I did an export/import in another table:

export table atlas_stats_clob to '/data/hive/export/';
import table atlas_imported from '/data/hive/export/data/';

and try again with the same sqoop import option in the new table:

sqoop import-D oraoop.locations=hadop202.mickey.int-D mapred.map.max.attempts=1-D oraoop.import.consistent.read=false-D oraoop.timestamp.string=false--connect jdbc:oracle:thin:@//CRIDB101:1521/appli --username sqoop -password '******' --table=ATLAS_STATS_20171114 --columns=APPLICATION,USERNAME,OFFICE,STAT_TYPE,STAT_KEY,STAT_INFO,TIME_STAMP,REQUESTER,DETAIL_INFO_1,DETAIL_INFO_2,DETAIL_INFO_3,DETAIL_INFO_4,OWNER,STATS_ID,DB_NAME,PARAMS --where "sqoop = 'Z'" --hcatalog-database=crim --hcatalog-table=atlas_imported --num-mappers=2 --split-by=TIME_STAMP

but I have the same issue, is there a limit in the number of files for a table? :

avatar
Contributor

Hello, I think that the problem come from a threshold of 1000 written in FileOutputCommitterContainer.java :

indeed:

on one side I have this error

…17/10/21 02:12:45 INFO mapreduce.Job: Job job_1505194606915_0236 failed with state FAILED due to: Job commit failed: org.apache.hive.hcatalog.common.HCatException : 2012 : Moving of data failed during commit : Could not find a unique destination path for move: file = hdfs://vpbshadop202.mickey.int:8020/data/hive/crim.db/atlas_stats_clob/_SCRATCH0.04665097541205321/part-m-00000 , src = hdfs://vpbshadop202.mickey.int:8020/data/hive/crim.db/atlas_stats_clob/_SCRATCH0.04665097541205321, dest = hdfs://vpbshadop202.mickey.int:8020/data/hive/crim.db/atlas_stats_clob  at org.apache.hive.hcatalog.mapreduce.FileOutputCommitterContainer.getFinalPath(FileOutputCommitterContainer.java:662)  at org.apache.hive.hcatalog.mapreduce.FileOutputCommitterContainer.moveTaskOutputs(FileOutputCommitterContainer.java:515)…

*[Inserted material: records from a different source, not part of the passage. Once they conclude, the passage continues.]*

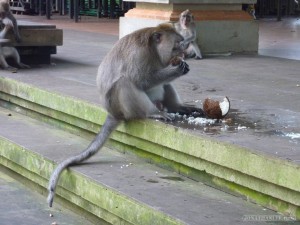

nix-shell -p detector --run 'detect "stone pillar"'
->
[120,0,258,55]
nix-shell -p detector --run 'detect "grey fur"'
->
[175,9,202,59]
[48,24,204,207]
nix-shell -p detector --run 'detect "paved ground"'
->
[3,13,300,163]
[0,168,92,225]
[0,16,300,224]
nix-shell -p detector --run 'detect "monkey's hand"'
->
[2,18,14,28]
[171,56,190,75]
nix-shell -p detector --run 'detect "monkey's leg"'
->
[189,42,202,59]
[0,46,18,73]
[6,11,21,42]
[113,79,169,120]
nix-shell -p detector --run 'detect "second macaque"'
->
[175,9,202,59]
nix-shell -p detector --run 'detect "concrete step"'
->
[0,169,93,225]
[0,74,300,218]
[0,108,292,225]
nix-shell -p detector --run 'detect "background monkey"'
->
[47,24,203,207]
[0,0,21,42]
[175,9,202,59]
[0,18,29,72]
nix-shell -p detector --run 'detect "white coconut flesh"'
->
[219,97,230,116]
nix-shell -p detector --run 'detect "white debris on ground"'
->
[285,132,300,139]
[168,113,217,125]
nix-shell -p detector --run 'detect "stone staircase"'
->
[0,77,300,225]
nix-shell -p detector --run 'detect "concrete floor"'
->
[0,15,300,224]
[258,17,300,60]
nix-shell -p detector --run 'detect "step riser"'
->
[0,138,182,225]
[0,79,300,218]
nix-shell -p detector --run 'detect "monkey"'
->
[0,0,21,42]
[47,24,203,207]
[174,9,202,59]
[0,18,30,72]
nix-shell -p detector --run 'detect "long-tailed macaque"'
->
[0,0,21,42]
[47,24,203,207]
[0,18,29,72]
[175,9,202,59]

and in FileOutputCommitterContainer.java, I can see

Could not find a unique destination path for move

when counter = maxAppendAttempts = APPEND_COUNTER_WARN_THRESHOLD = 1000

and in the other side I have:

hdfs dfs -ls /data/hive/crim.db/atlas_stats_clob/part-m* | wc -l

999

is there a way to increase this threshold ?

avatar
Contributor

External table with 999 files was the problem

avatar
Rising Star

Could you try that command with this param "--create-hcatalog-table" ?

avatar
Explorer

Hi,

recently we ran into the same problem after few years of successful imports.
Did you maybe find a way to overcome the problem?